4/23/13
Why Government Programs Almost Always Become Corrupt and Wasteful.
Obamacare, objective observers said, would be a financial disaster, and it looks like they were being optimistic. It was an easy call. Government programs have a long history of being “sold” with cost projections far below what the actual costs turn out to be and, sure enough, Obamacare cost estimates have risen 40% from only two years ago. There will be more to come.
There’s precedent. When Medicare was enacted in 1965, the 25 year cost projection was $9 billion. The actual 1990 cost was $67 billion. Are these cost underestimates intentional? I think so. Proponents know that once in place, such programs are almost impossible to eliminate.
This is because government programs quickly develop political constituencies and economic clout, ensuring their survival, often long after their purpose is fulfilled. The “war on poverty” for instance, now spends over $60,000 per year on every “poor” family. Most of the spending, of course, is on the warriors, not the poor.
Because government programs are almost always monopolies, the discipline of competition is missing. There is no need to economize, innovate, or to be particularly concerned about putting customers first. The Post Office would not exist if it faced open market competition.
On a personnel level, government bureaucracies always become overstaffed with highly paid, impossible to fire bureaucrats, whose number one job is to preserve their job, regardless of what the original mission was. The best way to do that is to make sure their “mission” gets bigger and more popular.

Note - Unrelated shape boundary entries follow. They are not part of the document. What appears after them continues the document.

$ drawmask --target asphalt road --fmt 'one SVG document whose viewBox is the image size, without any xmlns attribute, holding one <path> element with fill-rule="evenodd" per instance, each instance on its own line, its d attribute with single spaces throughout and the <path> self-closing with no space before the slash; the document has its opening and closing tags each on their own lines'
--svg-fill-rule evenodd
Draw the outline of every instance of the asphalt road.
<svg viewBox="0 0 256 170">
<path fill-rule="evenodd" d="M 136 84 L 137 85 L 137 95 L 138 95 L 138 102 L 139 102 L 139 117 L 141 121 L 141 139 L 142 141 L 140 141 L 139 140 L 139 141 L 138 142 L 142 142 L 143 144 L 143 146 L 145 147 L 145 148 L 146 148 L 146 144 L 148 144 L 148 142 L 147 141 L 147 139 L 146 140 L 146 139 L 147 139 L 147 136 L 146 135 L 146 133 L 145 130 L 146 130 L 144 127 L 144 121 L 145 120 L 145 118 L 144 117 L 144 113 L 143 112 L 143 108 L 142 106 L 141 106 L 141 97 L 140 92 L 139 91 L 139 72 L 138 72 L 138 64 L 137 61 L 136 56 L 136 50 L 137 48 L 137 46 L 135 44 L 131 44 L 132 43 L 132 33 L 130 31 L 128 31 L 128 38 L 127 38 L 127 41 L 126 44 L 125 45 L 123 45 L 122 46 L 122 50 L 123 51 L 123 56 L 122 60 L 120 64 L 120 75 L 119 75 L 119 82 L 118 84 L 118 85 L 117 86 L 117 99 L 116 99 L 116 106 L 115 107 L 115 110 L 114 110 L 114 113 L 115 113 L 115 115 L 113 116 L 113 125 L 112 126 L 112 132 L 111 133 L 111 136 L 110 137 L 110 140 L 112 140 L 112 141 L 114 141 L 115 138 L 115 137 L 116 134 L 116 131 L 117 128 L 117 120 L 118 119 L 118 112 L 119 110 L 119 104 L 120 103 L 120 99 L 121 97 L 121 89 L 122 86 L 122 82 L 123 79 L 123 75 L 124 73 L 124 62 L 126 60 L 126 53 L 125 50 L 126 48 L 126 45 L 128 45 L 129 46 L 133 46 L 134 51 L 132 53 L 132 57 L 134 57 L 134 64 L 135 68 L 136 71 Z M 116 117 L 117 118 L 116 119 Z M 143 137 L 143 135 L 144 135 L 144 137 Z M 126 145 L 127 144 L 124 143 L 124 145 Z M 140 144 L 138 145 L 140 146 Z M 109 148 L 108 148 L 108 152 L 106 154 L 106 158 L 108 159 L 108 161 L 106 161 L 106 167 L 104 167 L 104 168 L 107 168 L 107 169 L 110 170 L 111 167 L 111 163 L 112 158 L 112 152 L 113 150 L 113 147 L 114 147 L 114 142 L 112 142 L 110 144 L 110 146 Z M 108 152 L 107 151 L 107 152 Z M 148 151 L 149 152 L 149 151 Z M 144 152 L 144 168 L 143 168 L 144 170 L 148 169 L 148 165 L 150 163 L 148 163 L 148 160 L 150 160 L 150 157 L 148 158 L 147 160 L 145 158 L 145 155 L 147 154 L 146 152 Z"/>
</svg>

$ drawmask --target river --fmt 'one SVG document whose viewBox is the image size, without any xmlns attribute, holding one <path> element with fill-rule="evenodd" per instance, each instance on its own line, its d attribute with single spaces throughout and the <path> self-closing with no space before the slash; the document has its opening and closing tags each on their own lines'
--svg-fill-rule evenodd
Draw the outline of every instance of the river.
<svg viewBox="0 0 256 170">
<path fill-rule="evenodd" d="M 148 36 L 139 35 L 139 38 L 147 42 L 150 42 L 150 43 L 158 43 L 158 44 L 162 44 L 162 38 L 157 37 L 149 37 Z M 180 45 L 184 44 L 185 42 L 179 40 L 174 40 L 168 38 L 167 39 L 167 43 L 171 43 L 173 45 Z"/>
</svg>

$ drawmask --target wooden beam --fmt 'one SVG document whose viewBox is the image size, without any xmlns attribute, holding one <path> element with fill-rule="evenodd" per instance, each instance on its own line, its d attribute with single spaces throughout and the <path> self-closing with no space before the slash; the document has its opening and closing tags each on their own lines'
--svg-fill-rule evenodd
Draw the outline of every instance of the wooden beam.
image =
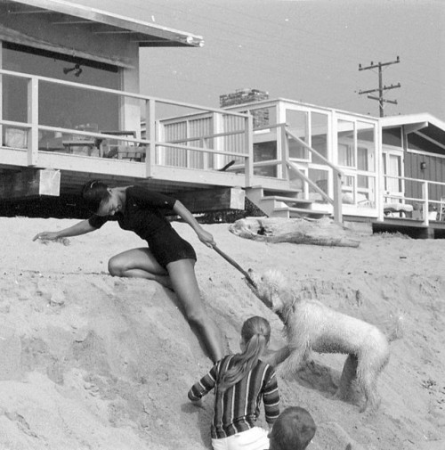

As Ronald Reagan, once observed, “Government programs, once launched, never disappear. Actually, a government bureau is the nearest thing to eternal life we’ll ever see on this earth!”
Many of our government programs have outlived their usefulness. Some are trivial, like the mohair subsidy started in WW I to ensure enough fiber for military uniforms. Others are not so trivial. The Environmental Protection Agency is a prime example of the latter.
Our environment is essentially cleaned up, and the EPA should be little more than a monitoring agency, but there’s always a few more parts-per-million of something to be removed from the air or water, cost benifets be damned, or there is an old problem to resolve with new regulations, such as storm water runoff. Or, joy of joys, along comes a brand new “pollutant’ that the EPA must regulate to save mankind, e.g. carbon dioxide.
As Captain Red Legs Terrill said in the movie, “The Outlaw Josey Wales“: “Doin’ right ain’t got no end.”
Other agencies and programs that come to mind as no longer needed or that have proved to be downright toxic, are the EEOC, the entire Departments of Energy, Education, and HUD, the Farmers Home Administration, the Small Business Administration, and on and on. Of course, each of these programs has dedicated employees and ardent supporters.
Probably the biggest problem with government programs is that politicians can’t resist fooling with them. Social Security is a perfect example. In 1961, it was apparent that life expectancies had been steadily rising in the previous twenty years, and it looked like the trend would continue. Plus, the post WWII baby boom was going to put a lot of people onto the Social Security rolls in 50 years. What to do?
By a vote of 399 to 14, the House voted to allow early retirement at age 62, precisely the opposite of what they should have done. After all, the problem was fifty years down the road, let’s get reelected now!
Guess what? It’s 50 years later. Ironically, people often cite Social Security as an example of a SUCCESSFUL government program, which is like celebrating the Titanic at twenty-one minutes to midnight, April 14, 1912, right about the time the Officer of the Deck was saying, “What’s that?”
The GI Bill and Social Security Disability are two more programs often cited as being proof of the good things government can do. In spite of my Libertarian leanings, I tend to agree, BUT each of these programs also illustrates the inevitability of political meddling. The GI Bill morphed into the student loan program, which has grown into a TRILLION dollar debt problem. Lots of indebted history majors out there with NO job prospects
Similarly, Social Security Disability Insurance has turned into welfare-on-steroids, with the number of people in the program recently exploding way beyond any justifiable level. It’s a national disgrace. Furthermore, even at it’s best, the SSDI has its dark side. I had a good friend, recently deceased, who went on SSDI in his late forties because he suffered from severe narcolepsy. I once asked him, if he could wake up tomorrow completely cured BUT no longer getting his government check, would he do it? He said, “I’d have to think about it.”
There can certainly be “too much of a good thing.”